Anathi’s experience illustrates that, even with assistance from social workers or legal professionals, the challenge remains that the regulations and their implementation exclude some children from birth registration, whether due to the DHA’s failure to implement the regulations or because the regulations do not provide for these children.
These children fall into four categories. First, although the regulations allow parents who are citizens, permanent residents or refugees to register their children’s births, the DHA refuses to register the births of children where one of the parents is undocumented or has an expired visa and/or passport. These children are denied birth certificates because the DHA fails to implement existing law that includes them.
The second and third categories of children excluded from birth registration are those with parents who are asylum seekers with expired permits or undocumented migrants and/or children whose parents are asylum seekers or undocumented individuals who tried to register the births of their children after 30 days. The regulations are silent on providing birth certificates to these children.
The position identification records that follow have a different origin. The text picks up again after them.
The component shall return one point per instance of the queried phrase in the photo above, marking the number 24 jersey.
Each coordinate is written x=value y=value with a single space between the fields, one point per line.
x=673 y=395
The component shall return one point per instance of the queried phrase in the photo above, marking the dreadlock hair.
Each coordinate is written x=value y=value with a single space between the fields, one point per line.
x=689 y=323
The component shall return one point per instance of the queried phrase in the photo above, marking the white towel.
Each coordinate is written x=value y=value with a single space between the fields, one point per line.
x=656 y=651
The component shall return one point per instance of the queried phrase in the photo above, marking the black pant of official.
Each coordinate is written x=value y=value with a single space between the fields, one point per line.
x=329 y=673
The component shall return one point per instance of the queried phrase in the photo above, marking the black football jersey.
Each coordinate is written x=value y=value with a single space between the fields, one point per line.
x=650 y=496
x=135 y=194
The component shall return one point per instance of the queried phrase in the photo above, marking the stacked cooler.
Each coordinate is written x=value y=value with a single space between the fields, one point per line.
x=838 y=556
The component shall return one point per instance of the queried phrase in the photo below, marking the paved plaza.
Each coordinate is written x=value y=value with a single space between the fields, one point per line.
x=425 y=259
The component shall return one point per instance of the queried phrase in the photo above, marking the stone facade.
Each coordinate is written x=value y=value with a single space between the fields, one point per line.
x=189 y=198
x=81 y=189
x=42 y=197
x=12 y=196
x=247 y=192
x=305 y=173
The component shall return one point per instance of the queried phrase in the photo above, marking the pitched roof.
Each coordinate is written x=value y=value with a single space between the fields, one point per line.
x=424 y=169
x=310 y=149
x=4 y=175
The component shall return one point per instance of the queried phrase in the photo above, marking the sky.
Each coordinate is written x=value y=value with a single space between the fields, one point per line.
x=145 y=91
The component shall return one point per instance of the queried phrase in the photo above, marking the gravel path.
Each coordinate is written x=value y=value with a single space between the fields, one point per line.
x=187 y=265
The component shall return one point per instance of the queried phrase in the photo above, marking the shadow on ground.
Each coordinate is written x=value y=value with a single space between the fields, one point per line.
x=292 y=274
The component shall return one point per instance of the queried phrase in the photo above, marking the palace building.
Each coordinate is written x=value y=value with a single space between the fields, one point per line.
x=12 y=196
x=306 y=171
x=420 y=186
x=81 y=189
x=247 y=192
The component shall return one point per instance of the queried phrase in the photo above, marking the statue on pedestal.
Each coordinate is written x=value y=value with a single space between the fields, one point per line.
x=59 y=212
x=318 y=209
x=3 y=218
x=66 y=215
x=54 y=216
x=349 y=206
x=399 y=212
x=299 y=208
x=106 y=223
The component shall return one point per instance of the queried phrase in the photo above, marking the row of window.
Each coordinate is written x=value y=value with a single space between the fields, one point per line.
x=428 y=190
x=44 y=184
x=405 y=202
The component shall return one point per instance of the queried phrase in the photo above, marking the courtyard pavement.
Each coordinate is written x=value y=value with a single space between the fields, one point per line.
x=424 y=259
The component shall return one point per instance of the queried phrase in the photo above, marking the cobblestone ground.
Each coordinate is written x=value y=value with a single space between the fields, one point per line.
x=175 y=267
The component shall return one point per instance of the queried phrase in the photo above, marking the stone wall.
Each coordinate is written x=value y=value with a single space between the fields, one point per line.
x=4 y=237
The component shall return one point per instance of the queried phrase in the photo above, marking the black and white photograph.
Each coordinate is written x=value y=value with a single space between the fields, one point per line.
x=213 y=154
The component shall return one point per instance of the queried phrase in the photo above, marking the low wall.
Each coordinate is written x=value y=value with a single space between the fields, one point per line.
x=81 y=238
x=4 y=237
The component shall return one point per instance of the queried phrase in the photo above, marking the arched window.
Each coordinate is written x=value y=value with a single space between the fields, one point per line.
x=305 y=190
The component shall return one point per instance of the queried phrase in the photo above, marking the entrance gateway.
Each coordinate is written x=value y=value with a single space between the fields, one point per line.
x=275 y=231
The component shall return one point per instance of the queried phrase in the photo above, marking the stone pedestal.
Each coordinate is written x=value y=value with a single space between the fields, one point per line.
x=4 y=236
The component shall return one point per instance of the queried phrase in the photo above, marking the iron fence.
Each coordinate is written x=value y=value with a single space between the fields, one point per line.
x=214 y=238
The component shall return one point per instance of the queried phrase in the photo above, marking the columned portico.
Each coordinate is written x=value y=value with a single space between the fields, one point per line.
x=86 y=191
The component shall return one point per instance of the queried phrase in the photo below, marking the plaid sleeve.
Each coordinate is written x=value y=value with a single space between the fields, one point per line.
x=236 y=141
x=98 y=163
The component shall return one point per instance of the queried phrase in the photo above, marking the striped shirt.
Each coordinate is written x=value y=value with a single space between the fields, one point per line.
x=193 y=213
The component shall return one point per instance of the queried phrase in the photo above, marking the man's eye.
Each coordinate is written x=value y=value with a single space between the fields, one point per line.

The fourth and final group excluded by the regulations are individuals who were abandoned or orphaned as children — whether by South African or non-national parents — and whose births could not be registered due to the lack of requisite documentation to determine parentage.
The regulations also do not provide for the self-registration of abandoned children who are now adults. The exclusion of these adults, in particular, serves to perpetuate a cycle of exclusion — they also cannot register their children’s births without having registered their own births.
On 15 October 2022, the LRC launched an application in the Cape Town high court on behalf of 17 parents representing 21 children who fall into one or more of the four categories above and have been denied birth certificates. The application was brought against the director general of the department of home affairs and the minister of home affairs, who are opposing this application.
The court is asked to declare the Regulations on the Registration of Births and Deaths as unconstitutional and invalid insofar as their implementation or wording excludes the four categories of children outlined above from birth registration.
The court is further asked to direct that the regulations be amended to ensure access to birth registration for all children, regardless of their parents’ status.
The constitutional and legal flaw in the DHA’s documentation requirements is their unconditionality, which serves no legitimate purpose other than to deny children the right to birth registration. Issuing birth certificates to children where parents are non-nationals also does not make them citizens or permanent residents of South Africa — children take the nationality of their parents.
While identifying parents is a legitimate purpose, it is not necessary to require that parents’ documents be valid at the time of birth for registration since an expired document still proves identity and alternative means, such as affidavits, could serve the same purpose.
The regulations should therefore be amended to clarify that, while available documentation of parents can be produced to help certify the child’s birth, these specific documents are not a necessary prerequisite to registration.
The fact that, in 2020, the department released a draft Identity Management Policy proposing the use of biometrics for birth registration proves the achievability and availability of these alternative means.
Every child has a right to have their birth registered immediately or as soon as possible after they are born. To secure a safe, fair and inclusive system of birth registration, the Act and its regulations must be amended to ensure that all children born in South Africa are provided with a birth certificate, no matter who their parents are.
* Not her real name
The views expressed are those of the author and do not necessarily reflect the official policy or position of the Mail & Guardian.